JS: The premise of your book is also how you see this theme running throughout American history, can you give examples of a sort of through-line that connects everything?
JMF: The book is divided into - not subject matter, like here's sports, here's extramarital cheating, and here's business - it's really divided into two main sections, people who get cheated, and I think that includes 100 percent of the population at some point, and then people who cheat, sort of why some do and some don't. I try to have it a little weighted tilted the 20th century and the late-20th century, so that the comparisons were a little bit of the same technology, things that were familiar to people a little bit more. I can't say that this traces everything, but I can say that, in the effort to turn a page and make people stop cheating, one of the more interesting examples is George Washington and the Founders, after the Revolution, after the Constitution was ratified, exhorted new Americans, or would-be new Americans, that Democracy was based on, what I would call this public virtue, and without it, there would be no other dictator. George Washington, in his speeches and public writings, was really continually telling the American people, you may have been a little slipshod under the British, but you've really got to treat each other more honestly under our American democracy because that's all we've got is each other. We don't have an overruling dictator or king to push against. If you're slipshod and push against anybody, you're pushing against everybody.

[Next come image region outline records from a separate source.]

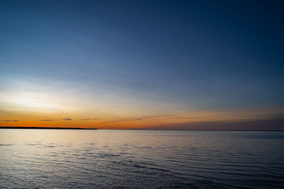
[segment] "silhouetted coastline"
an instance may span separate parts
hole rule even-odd
[[[80,127],[0,127],[0,129],[37,129],[37,130],[97,130]]]

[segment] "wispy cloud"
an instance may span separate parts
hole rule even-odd
[[[71,120],[72,120],[71,118],[63,118],[62,120],[65,120],[65,121],[71,121]]]
[[[1,122],[19,122],[20,120],[0,120]]]

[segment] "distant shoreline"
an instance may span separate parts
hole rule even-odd
[[[96,130],[97,129],[80,128],[80,127],[0,127],[0,129],[36,129],[36,130]]]

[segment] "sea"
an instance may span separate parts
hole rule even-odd
[[[0,188],[284,188],[284,132],[1,129]]]

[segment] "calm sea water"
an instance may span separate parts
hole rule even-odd
[[[0,130],[1,188],[283,188],[284,132]]]

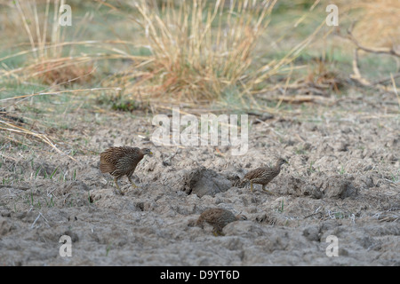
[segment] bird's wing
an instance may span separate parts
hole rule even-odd
[[[260,177],[265,170],[266,170],[265,167],[260,167],[260,168],[252,170],[244,175],[244,178],[247,178],[249,180],[256,178]]]
[[[139,154],[138,147],[111,147],[100,154],[100,163],[111,163],[116,165],[118,161],[127,154]]]

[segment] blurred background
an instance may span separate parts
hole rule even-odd
[[[351,92],[400,104],[399,15],[396,0],[0,1],[2,137],[52,145],[80,109],[284,114]]]

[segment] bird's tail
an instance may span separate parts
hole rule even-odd
[[[243,187],[243,186],[244,186],[248,182],[249,182],[249,180],[248,180],[247,178],[239,179],[239,180],[237,180],[237,181],[235,183],[234,186],[236,186],[236,187]]]

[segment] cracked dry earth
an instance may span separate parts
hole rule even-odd
[[[399,265],[394,101],[360,95],[265,121],[250,116],[243,156],[228,146],[156,146],[152,117],[140,113],[71,114],[72,126],[60,131],[90,150],[78,151],[76,162],[49,149],[3,146],[0,264]],[[122,145],[154,153],[138,165],[138,189],[120,179],[124,196],[99,170],[99,153]],[[276,154],[290,164],[268,185],[274,194],[234,185]],[[216,207],[247,220],[218,237],[194,225]],[[71,257],[60,256],[61,235],[71,237]],[[330,235],[338,256],[326,254]]]

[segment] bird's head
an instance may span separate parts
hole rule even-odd
[[[140,149],[140,152],[143,155],[148,154],[150,157],[153,155],[153,152],[151,152],[151,150],[148,148]]]
[[[285,163],[289,163],[286,159],[280,157],[276,160],[276,165],[278,165],[279,167]]]
[[[239,215],[236,215],[236,220],[245,221],[245,220],[247,220],[247,217],[244,215],[239,214]]]

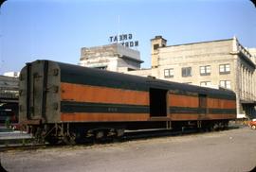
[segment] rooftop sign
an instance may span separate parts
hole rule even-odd
[[[133,34],[121,34],[109,37],[110,43],[118,43],[126,47],[138,46],[138,41],[133,40]]]

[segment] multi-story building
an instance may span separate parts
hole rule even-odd
[[[119,43],[81,49],[82,66],[125,72],[140,69],[142,62],[138,51]]]
[[[235,37],[167,46],[167,41],[156,36],[151,43],[152,71],[148,74],[170,81],[230,89],[237,95],[238,115],[255,116],[255,48],[243,47]]]
[[[238,117],[256,116],[256,48],[245,48],[234,37],[193,43],[167,45],[151,40],[152,67],[140,69],[139,52],[114,43],[81,51],[80,64],[131,75],[219,89],[237,95]]]

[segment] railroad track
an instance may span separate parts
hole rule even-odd
[[[225,130],[239,129],[240,127],[229,127]],[[210,131],[216,132],[216,131]],[[122,143],[127,141],[136,141],[136,140],[143,140],[143,139],[152,139],[152,138],[160,138],[160,137],[168,137],[168,136],[179,136],[179,135],[191,135],[191,134],[204,134],[206,131],[199,131],[195,129],[186,129],[183,130],[170,130],[170,129],[152,129],[152,130],[137,130],[137,131],[128,131],[119,139],[115,139],[114,141],[111,139],[94,141],[94,142],[86,142],[78,144],[79,146],[91,146],[92,145],[103,145],[109,143]],[[0,152],[9,151],[9,150],[32,150],[32,149],[40,149],[40,148],[53,148],[53,147],[70,147],[72,146],[65,145],[56,145],[51,146],[49,144],[16,144],[16,145],[6,145],[0,146]]]

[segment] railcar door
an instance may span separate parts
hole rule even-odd
[[[207,114],[207,95],[199,95],[199,114]]]
[[[167,96],[168,90],[150,88],[150,116],[166,117],[167,116]]]
[[[41,119],[46,112],[47,61],[27,64],[27,106],[28,119]]]

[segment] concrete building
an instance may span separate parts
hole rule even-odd
[[[139,52],[119,43],[103,46],[82,47],[80,65],[115,72],[126,72],[140,69]]]
[[[6,72],[4,76],[10,77],[19,77],[20,72]]]
[[[170,46],[166,43],[161,36],[151,40],[153,71],[148,74],[170,81],[233,90],[238,117],[245,113],[255,116],[256,48],[243,47],[235,37]]]
[[[139,52],[114,43],[81,51],[80,64],[142,77],[236,93],[238,117],[256,117],[256,48],[245,48],[237,38],[167,45],[151,40],[152,67],[140,69]]]

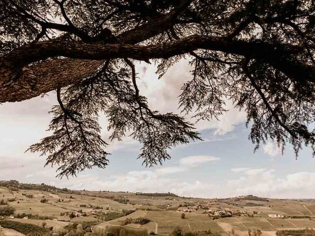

I'd like to think that George Washington was the first person who was faced with this question of American cheating, and I think his influence lasted for a couple decades, and then it kind of waned and we had to reassess, and reassess every few decades or few generations. Maybe that's what this book is about, can we reassess, can we please have a look at ourselves now?

JS: That definitely speaks to this moment, where there is a lack of faith in our institutions, be it government, the press, business. All these facets of society, people don't think they're looking out for them.
JMF: I really think the attitude is pervasive, and that, if I can use the phrase, it is kind of un-American to stop holding ourselves to a higher standard in all kinds of ways. Again, we talk about sports, and people might think, what's really the difference? Well, it's just a mirror on everything else. If we want leaders who are pretty sterling, we better try to be the same. The fact that people are doubting our government, maybe we ought to look at ourselves first and see how we reflect the government, even.

JS: There's almost a yearning to tear things down and start over.
JMF: That's a good point, I never thought of it that way. Instead of starting over, just looking at things more clearly. In the book, I like to think I'm as much a flapper and a philosopher, to quote F. Scott Fitzgerald, you have to laugh and cry together. It's really kind of a fun topic, and I almost wonder if that's a little bit of why it's so accepted because you kind of smirk when someone does get away with some kind of cheating. It's become a little bit locker room to, I shudder to say, almost admire somebody that gets away with cheating. This isn't really a political book, but our current president is self-admitted as a cheater, wrote about it in some of his books, and that really was something new in the American presidency, but my contention is that America changed first and then we got a president who is a self-admitted cheater. I don't think he could have come along at a different era, admitting to different cheating things in his life.

JS: You could say this started with Bill Clinton, who was a cheater up to and including his time in the White House, and then even back to Ronald Reagan, who was divorced; Nancy was his second wife. It started little by little, and then all came to a head with Donald Trump.
JMF: That's kind of the point of the book, that in a certain sense, the door kind of creaked open for a president, whether it was Trump or someone else, but a pretty openly admitted cheater, that door started to open, as you say, at least 20, 25 years ago. We can't look at any president too closely, it would get crazy, but certainly, Bill Clinton changed the nation, started that door creaking.